Earnings per diluted share were 64 cents, down from 76 cents in the first quarter of 2023.
Total revenue for the bank – net interest income and noninterest income – amounted to $102.4 million for the first quarter, up 24% from the $82 million brought in during the same quarter a year ago.
Revenue increased mostly on interest and fee income on loans, which increased $15.9 million
– or 26%
– year over year to $75.6 million in the first quarter. Also, the bank saw its mortgage banking revenue double to $2.5 million from $1.25 million in the same period a year ago.
At the same time, however, total interest expense jumped 70% year over year to $53.6 million from $31.6 million.
"Washington Trust's first quarter performance reflects the importance of our diversified business model, as we were able to generate solid noninterest income while faced with continued margin pressure associated with higher funding costs," said Edward O. Handy III, Washington Trust CEO and chairman.
Wealth management revenues increased 7.5% year over from $8.7 million reported in the first quarter of 2023 to $9.3 million posted in the first three months of 2024.
Net interest margin – a key metric – was 1.84%, down from 2.47% reported a year ago.
In-market deposits increased 0.3% year over year to $4.67 billion compared with $4.65 billion in the first quarter of 2023.
Total deposits amounted to $5.3 billion in the first quarter, a slight increase from the $5.2 million reported a year prior.
Noninterest income at Washington Trust in the quarter was $17.2 million, an increase from $13.3 million reported in the first quarter of 2023.

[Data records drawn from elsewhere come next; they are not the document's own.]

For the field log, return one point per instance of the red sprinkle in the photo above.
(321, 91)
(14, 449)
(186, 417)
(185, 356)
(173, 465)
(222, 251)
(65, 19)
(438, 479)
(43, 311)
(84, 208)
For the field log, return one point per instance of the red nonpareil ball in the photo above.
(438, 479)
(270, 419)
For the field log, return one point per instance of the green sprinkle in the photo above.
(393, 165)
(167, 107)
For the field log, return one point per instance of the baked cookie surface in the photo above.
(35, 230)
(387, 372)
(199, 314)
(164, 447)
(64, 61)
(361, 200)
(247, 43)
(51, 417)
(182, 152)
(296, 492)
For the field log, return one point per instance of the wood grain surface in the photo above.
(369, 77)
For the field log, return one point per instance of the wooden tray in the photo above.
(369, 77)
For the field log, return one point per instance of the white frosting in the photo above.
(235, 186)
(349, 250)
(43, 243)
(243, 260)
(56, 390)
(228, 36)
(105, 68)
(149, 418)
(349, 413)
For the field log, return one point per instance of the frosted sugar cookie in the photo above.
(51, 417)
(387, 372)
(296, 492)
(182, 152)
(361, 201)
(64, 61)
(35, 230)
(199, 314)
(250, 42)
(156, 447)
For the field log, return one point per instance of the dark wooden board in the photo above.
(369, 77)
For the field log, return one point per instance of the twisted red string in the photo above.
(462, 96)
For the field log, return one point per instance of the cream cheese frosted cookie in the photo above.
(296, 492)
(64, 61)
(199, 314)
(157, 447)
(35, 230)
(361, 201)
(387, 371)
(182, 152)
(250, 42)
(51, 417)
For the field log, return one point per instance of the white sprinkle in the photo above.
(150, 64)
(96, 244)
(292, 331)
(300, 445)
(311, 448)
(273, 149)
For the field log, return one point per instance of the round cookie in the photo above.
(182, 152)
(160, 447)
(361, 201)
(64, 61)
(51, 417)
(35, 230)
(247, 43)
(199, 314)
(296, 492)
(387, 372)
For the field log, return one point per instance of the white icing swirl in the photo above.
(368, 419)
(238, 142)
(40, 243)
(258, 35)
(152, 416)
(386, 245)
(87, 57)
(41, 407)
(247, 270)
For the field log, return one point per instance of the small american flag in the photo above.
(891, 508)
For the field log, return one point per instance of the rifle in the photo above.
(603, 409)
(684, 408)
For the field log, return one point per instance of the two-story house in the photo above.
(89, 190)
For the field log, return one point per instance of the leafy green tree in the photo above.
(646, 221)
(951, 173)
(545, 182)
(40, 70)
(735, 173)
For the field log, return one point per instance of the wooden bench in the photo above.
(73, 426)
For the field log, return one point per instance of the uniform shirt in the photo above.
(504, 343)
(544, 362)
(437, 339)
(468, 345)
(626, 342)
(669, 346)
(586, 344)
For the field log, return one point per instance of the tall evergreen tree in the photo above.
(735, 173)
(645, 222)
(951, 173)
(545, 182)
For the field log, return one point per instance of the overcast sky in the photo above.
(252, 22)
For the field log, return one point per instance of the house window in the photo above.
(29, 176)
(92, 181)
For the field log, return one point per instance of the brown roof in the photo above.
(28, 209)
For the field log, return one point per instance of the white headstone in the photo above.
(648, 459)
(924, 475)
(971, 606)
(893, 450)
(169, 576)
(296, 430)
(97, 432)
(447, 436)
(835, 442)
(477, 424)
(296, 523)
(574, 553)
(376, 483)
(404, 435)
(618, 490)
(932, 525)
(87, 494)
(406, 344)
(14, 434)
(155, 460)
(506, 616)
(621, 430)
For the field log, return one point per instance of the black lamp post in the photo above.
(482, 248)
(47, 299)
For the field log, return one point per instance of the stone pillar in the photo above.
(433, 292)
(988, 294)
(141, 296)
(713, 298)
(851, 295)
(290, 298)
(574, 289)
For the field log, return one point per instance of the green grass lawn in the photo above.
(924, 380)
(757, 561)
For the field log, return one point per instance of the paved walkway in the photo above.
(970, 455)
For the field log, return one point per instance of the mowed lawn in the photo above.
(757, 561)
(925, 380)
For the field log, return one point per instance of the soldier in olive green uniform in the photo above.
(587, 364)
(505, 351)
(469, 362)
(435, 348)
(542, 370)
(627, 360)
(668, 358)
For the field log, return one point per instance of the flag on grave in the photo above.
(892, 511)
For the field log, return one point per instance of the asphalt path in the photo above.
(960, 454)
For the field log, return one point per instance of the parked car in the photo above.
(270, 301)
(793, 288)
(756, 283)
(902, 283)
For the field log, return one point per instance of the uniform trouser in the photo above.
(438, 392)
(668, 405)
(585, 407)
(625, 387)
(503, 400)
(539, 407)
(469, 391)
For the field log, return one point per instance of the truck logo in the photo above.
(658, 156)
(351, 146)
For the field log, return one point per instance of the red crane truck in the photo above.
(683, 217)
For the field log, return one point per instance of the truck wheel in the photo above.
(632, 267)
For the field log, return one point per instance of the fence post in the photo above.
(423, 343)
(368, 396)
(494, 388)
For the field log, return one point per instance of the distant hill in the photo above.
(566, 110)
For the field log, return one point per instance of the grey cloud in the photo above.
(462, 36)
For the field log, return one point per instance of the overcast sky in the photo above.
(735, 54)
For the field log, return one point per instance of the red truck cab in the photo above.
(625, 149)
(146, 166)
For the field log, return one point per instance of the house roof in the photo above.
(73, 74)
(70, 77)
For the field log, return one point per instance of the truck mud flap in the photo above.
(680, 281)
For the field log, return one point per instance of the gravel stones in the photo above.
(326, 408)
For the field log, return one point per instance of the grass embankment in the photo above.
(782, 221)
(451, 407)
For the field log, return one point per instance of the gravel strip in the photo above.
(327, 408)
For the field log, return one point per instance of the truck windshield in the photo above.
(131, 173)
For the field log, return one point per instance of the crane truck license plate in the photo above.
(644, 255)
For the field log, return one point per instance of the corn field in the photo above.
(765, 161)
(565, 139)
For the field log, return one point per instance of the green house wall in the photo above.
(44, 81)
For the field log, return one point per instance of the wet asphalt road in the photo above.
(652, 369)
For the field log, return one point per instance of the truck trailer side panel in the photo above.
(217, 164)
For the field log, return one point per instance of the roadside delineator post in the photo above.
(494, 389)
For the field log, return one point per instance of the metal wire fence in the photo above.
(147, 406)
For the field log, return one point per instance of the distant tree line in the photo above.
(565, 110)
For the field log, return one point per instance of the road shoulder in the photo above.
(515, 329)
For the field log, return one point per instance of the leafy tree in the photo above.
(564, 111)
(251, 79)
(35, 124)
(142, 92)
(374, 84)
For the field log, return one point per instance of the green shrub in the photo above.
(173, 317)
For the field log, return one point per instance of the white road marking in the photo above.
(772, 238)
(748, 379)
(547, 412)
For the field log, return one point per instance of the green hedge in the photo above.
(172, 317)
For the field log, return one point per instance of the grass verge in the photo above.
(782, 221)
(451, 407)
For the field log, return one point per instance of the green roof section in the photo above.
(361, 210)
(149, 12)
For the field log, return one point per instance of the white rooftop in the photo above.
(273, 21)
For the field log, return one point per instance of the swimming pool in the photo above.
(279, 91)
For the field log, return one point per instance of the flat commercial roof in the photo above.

Noninterest expense totaled $34.3 for the first quarter of 2024, up slightly year over year from $33.6 million in the first quarter of 2023.
Total loans amounted to $5.7 billion, up 8.7% year over year.
Meanwhile, Washington Trust's asset quality showed signs of stabilizing.
The percentage of nonaccrual loans – typically those more than 90 days overdue – was 0.54% in the first quarter, more than double the 0.21% ratio a year ago but down from 0.79% in the fourth quarter of 2023.
"We remain focused on managing the balance sheet, maintaining credit quality, and prudently overseeing expenses to ensure we are adequately positioned to meet the challenges ahead," Handy said.